Figure 1 can be used to estimate a facility’s potential savings. For smaller facilities, $50,000 to $100,000 savings can justify a limited resource commitment. For larger operations, $500,000 to $1,000,000 of annual savings would be a major success. Again, management must be committed, employees should be including energy awareness in their daily activities, and those with exceptional ideas should be rewarded. A 5-percent employee participation rate is typical.

The Plan

The tried-and-true energy projects of yesteryear are still good ideas today: insulation; boiler efficiency; compressed air systems; pipe and duct insulation; steam and air leaks; electric demand control; efficient motors; Variable Speed Drives; lighting upgrades; Heating, Ventilating, and Air Conditioning (HVAC) optimization; synthetic lube; belt drives; and pumps and fans.
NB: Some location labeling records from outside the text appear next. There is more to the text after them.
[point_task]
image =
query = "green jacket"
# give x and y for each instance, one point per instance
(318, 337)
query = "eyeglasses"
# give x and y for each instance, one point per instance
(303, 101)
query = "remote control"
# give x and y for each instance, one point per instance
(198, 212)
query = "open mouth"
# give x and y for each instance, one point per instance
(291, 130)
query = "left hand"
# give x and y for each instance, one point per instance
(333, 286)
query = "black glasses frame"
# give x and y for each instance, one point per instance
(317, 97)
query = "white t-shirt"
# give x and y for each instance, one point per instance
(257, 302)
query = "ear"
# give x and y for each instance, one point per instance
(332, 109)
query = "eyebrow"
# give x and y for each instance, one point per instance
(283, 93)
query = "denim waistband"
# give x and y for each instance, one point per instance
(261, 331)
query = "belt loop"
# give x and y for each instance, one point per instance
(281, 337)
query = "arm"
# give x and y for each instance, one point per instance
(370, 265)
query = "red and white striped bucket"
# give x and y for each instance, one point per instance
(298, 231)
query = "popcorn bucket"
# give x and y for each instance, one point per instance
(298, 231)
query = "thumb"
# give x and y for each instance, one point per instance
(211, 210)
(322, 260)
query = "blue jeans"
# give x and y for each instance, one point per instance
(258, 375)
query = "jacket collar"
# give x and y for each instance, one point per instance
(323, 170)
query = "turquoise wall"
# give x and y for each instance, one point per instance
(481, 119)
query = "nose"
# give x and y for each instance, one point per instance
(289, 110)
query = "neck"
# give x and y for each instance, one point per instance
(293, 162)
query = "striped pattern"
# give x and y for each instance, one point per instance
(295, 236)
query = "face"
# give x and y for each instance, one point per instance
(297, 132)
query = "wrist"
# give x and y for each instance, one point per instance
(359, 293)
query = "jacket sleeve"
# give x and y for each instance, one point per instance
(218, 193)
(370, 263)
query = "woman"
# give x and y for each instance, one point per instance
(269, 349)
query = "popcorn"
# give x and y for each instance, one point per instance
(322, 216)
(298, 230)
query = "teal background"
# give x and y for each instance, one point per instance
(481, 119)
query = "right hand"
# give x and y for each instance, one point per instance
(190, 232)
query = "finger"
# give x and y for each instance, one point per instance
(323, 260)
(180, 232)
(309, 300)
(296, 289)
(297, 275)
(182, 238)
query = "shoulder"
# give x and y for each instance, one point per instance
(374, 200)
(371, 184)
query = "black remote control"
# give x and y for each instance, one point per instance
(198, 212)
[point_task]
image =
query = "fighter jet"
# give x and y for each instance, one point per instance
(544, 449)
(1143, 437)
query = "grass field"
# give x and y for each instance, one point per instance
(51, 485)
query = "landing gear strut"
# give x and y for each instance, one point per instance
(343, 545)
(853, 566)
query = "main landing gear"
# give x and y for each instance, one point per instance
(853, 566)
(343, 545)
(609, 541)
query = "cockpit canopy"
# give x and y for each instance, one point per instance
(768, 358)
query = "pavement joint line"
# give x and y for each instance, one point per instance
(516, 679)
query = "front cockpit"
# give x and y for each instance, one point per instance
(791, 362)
Many of these will produce excellent results (less than 2-year ROI) with today’s higher energy supply costs. In regions where power costs are 12¢ to 18¢, many electrical projects can produce an ROI of less than 1 year.

For facilities with fuel costs of $7 to $9, boiler efficiency and insulation improvements produce an ROI of 6 to 24 months. Any process that operates above 250°F should have the insulation inspected annually. An inexpensive ($250) infrared gun can be used to conduct a brief survey. If surface temperatures exceed 130°F, then repairs are in order. A list of repairs should be developed, and an insulation contractor should handle the work. There should be NO poorly insulated steam or condensate piping, valves, or fittings in the facility. The same goes for gas and electric heated process system ducting and pressure blower piping. In air-conditioned bays, the savings can be double.

This brief questionnaire can be helpful in assessing an energy program:

  1. Energy Policy: Is there a published energy plan and objectives?
  2. Identified Sponsor: Is someone designated as the energy coordinator?
  3. Energy Bills: Are bills reviewed by a technical person (not just the Accounting Department)?
  4. Accountability: Is management held accountable (energy cost control is one of their personal objectives)?
  5. Ongoing Repair Work: Do facilities personnel have an active repair program for leaks, insulation, air filters, steam traps, lighting, etc.?
  6. HVAC, Lighting, and Office Equipment: Is there a published policy for how this equipment is operated and controlled?
  7. Data Monitoring and Reporting: Are costs and usages reported regularly—quarterly at minimum—to technical personnel for review and critique?
  8. Employee Involvement: Is there a newsletter or program that encourages employees to help and rewards exceptional ideas? Have their training needs been investigated?

Getting started requires old-fashioned legwork: Facility personnel need to get help from a trained eye and dig in.

Getting Started

The following is a checklist for getting started:

  1. Develop a one- or two-page energy plan
  2. Obtain management approval to delineate energy and utility costs
  3. Quantify those costs compared to total operating costs
  4. Assume that a 10-percent annual savings is possible
  5. Get employees involved and develop some ideas
  6. Separately identify and prioritize electrical and thermal opportunities
  7. Tackle the four or five best projects and validate the results

Within a few months, a culture shift may begin to occur—you could be pleasantly surprised.

This more casual approach should produce some excellent results, and a more formal energy program can be implemented later.

One note of caution: One must be sensitive to “turf” issues with those responsible for facility systems and the energy program. A good approach may be offering to help economically justify some of their backlogged energy projects.